For instance, a user of client 120A may, via an interface provided
by TAP components 322, may provide input seeking all affinities
relating to home improvement transactions. TAP components 322 may
perform a process that analyzes the request to associate it with a
category value (e.g., CAT 100). Alternatively, TAP components 322
may generate a request that is transmitted to transaction affinity
platform 110, and provided to TAP components 222 to analyze and
determine the category value. In other examples, a similar type of
request may be provided by merchant 130, and processed in kind by
TAP components 422, or by a user interfacing with transaction
affinity platform 110.
[0150] Based on the identified category, in one example, TAP
components 222 may collect transaction affinity relationship
information for merchant chains that match the category request
(Step 1932) and provide affinity relationship information for the
category request (Step 1934). For example, TAP components 222 may
generate merchant affinity relationship information that may be
used by one or more processes performed by transaction affinity
platform 110, TAP components 222, client 120, and/or merchant 130,
depending on the source of the request. In one example, TAP
components 222 may generate a category response that may be
transmitted to client 120A, which performs processes for generating
and providing the merchant affinity relationship information for
the requested category request in an interface displayed by client
120A (Step 1924). The merchant affinity relationship information
interface may present the information in list format or graphical
format (e.g., displaying information reflecting the merchant
affinity relationships involving merchant chain category CAT00,
such as affinity information relating the merchant chains involving
CAT 100, as exemplified in store 1820).
[0151] The disclosed implementations may also perform processes
that permit adjusting merchant recommendation information based one
or more parameters, conditions, or other types of information that
may change recommendations determined in accordance with the
merchant recommendation processes disclosed above. For example, the
disclosed implementations may analyze information associated with
the location of client 120 associated with a user account holder
and the location of one or more potential next merchants determined
by the merchant recommendation process disclosed above (e.g., Step
1420). For example, transaction affinity platform 110 may receive
location information reflecting the current location of client 120.

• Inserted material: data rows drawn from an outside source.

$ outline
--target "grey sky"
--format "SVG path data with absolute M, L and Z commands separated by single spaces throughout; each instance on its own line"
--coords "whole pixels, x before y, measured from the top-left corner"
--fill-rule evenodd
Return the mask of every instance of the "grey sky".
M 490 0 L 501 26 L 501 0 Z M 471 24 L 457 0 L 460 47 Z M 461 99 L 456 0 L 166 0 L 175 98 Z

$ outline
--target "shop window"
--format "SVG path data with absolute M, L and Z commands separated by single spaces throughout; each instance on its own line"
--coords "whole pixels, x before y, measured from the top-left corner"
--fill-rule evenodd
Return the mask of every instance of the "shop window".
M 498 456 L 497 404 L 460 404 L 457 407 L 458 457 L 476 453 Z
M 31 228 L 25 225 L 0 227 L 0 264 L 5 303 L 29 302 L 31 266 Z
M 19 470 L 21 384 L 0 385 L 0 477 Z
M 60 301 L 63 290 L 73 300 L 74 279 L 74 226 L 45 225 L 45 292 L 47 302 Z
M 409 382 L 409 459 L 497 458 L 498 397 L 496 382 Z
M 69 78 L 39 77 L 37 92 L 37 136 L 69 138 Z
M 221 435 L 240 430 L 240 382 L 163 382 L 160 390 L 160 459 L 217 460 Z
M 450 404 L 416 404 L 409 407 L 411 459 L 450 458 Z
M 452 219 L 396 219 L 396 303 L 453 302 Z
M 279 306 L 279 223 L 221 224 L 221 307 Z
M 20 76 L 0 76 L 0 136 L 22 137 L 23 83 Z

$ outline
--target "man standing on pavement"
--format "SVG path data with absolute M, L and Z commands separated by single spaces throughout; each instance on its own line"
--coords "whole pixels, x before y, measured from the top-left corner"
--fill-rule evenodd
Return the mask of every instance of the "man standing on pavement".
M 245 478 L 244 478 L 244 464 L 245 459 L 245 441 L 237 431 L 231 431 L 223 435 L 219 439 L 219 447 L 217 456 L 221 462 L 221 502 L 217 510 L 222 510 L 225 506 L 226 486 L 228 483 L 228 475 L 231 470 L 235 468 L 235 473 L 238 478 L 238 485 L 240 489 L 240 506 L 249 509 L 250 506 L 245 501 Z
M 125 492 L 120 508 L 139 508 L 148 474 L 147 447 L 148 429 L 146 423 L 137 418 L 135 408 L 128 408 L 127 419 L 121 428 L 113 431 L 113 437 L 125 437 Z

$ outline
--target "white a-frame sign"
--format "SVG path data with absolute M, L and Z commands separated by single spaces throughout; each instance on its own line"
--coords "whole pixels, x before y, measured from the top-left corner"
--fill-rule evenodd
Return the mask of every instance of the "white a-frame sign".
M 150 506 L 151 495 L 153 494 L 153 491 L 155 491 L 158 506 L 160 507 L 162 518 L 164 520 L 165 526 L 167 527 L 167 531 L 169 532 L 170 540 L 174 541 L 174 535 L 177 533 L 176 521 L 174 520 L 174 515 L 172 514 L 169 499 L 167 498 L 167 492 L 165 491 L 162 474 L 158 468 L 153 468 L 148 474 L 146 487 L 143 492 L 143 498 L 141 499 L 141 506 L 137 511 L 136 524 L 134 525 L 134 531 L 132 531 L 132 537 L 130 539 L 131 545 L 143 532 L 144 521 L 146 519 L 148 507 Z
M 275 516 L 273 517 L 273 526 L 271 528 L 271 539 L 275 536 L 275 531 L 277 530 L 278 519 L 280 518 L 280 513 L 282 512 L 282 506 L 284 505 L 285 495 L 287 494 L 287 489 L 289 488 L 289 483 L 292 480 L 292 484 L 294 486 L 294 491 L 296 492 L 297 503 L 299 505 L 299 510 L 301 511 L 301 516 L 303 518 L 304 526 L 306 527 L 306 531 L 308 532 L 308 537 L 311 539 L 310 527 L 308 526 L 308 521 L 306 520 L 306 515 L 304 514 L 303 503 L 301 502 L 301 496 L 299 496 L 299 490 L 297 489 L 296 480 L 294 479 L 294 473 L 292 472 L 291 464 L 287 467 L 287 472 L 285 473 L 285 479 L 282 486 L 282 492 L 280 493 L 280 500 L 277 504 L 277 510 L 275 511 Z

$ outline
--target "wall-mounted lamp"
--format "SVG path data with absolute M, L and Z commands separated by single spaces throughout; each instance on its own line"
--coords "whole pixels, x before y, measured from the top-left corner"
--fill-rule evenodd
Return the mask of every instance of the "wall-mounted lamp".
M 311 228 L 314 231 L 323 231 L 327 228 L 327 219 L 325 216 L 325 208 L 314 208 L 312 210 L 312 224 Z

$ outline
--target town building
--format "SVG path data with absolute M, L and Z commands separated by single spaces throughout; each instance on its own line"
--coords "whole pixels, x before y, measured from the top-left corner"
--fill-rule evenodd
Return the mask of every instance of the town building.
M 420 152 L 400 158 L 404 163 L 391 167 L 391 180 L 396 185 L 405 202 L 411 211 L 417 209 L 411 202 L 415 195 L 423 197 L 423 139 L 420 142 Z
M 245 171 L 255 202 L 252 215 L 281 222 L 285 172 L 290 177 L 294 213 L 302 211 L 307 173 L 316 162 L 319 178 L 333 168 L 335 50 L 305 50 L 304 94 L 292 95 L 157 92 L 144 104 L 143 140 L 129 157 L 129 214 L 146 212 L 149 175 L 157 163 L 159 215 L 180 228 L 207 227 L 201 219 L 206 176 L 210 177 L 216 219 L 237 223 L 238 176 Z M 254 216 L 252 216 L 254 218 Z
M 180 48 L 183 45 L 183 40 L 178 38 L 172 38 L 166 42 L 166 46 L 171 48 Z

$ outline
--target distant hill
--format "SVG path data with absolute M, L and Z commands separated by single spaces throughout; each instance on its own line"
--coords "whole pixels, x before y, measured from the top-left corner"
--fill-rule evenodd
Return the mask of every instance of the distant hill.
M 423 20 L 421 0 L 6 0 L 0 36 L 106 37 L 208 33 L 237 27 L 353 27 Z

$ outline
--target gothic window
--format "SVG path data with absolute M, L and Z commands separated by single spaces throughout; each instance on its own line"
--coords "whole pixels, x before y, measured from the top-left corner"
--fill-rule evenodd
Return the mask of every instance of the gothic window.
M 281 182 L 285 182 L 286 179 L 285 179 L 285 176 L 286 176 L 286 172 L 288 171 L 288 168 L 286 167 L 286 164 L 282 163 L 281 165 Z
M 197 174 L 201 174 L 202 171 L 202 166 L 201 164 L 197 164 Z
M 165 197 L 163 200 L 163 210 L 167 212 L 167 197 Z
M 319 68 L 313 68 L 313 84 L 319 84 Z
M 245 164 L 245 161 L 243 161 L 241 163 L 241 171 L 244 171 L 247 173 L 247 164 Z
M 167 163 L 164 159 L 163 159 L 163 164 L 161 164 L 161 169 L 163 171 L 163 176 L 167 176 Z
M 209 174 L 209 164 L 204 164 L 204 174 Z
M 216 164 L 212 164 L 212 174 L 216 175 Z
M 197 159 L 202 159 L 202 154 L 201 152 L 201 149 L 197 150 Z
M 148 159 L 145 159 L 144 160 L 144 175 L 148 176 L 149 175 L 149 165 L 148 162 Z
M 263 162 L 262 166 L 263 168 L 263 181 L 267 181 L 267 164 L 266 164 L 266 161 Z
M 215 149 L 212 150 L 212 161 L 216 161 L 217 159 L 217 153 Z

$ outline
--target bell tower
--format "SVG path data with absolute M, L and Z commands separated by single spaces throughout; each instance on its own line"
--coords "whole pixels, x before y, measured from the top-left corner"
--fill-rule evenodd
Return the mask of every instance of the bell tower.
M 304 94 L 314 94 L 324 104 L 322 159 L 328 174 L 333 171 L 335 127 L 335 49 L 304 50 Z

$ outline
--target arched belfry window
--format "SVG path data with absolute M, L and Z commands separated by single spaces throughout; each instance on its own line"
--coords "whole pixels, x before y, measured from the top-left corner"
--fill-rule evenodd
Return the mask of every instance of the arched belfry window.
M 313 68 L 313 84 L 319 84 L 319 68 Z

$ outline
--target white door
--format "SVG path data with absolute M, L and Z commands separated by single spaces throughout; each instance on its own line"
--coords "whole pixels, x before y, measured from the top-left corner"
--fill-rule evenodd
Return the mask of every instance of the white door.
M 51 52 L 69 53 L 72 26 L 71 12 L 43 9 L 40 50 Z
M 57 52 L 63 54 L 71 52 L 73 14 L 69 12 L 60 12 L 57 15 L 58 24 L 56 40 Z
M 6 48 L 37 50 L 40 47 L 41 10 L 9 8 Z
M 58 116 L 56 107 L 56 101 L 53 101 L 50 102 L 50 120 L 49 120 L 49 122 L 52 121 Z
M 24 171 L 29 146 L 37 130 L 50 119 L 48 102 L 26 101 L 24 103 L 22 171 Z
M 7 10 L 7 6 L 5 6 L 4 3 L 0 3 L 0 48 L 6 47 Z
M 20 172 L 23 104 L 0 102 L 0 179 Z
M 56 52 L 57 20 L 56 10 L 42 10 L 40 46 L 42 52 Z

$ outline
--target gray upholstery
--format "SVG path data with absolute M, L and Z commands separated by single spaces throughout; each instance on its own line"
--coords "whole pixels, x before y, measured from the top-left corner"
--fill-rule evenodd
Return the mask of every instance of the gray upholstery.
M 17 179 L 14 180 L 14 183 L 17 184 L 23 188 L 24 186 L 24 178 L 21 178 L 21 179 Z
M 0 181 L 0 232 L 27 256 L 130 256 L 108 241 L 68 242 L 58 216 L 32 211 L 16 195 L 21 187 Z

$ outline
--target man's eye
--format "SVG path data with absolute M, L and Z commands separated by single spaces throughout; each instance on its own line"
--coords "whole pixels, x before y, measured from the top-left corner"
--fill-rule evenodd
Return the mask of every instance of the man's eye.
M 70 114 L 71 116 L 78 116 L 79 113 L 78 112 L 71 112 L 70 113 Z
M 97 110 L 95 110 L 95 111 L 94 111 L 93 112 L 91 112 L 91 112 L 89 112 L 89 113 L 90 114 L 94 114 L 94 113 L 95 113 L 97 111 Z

In one aspect, transaction affinity platform 110 may receive the
location information from client 120 in response to a request from
transaction affinity platform 110 to client 120 for current
location information. Alternatively, TAP components 322 in client
120 may perform processes that determines the location of client
120 (e.g., requests and receives information from other software
executing on client 120 (e.g., GPS location tracking software,
etc.) or performs processes to request and receive location
information for client 120 from an external location provisioning
service, etc.). Once determined, TAP components 322 may generate
and send a message (e.g., push communication) to transaction
affinity platform 110. Alternatively, or in addition, transaction
affinity platform 110 may determine a location of client 120 based
on analysis of the last monitored transaction from the transaction
affinity data collected and analyzed consistent with the above
disclosed processes (e.g., merchant location field (770) described
above in connection with FIG. 7). Based on the location of the last
merchant in the transaction event transaction and/or location of
client 120, and the location of the one or more potential next
merchant(s) (e.g., Step 1420), transaction affinity platform 110
may determine and provide a merchant recommendation that identifies
a merchant that is within a threshold distance of the user/last
merchant transaction location (e.g., within 1/2 mile, within 1
mile, within 5 miles, within a certain location area maintained by
the information stores disclosed above (e.g., LOCA, LOC B3, etc.).
In other aspects, transaction affinity platform 110 may determine
and provide a merchant recommendation that identifies a merchant
that is geographically closer than other potential next merchants
determined by the merchant recommendation process (e.g., Step
1420).
[0152] In other aspects, transaction affinity platform 110 may also
perform processes that analyze other types of information to
determine whether to adjust the merchant recommendation data
determined by the disclosed merchant recommendation processes
disclosed herein, such as those discussed above in connection with
FIG. 14. For example, transaction affinity platform 110 may perform
processes that receives traffic information relative to the user's
location (e.g., client 120), the location of the merchant in the
last transaction event, and/or the location of the potential next
merchant(s) determined by the merchant recommendation process
(e.g., Step 1420). Based on the traffic data, transaction affinity
platform 110 may determine that a different merchant may be better
suited to include in the merchant recommendation data and thus
adjusts the merchant recommendation that is generated and provided.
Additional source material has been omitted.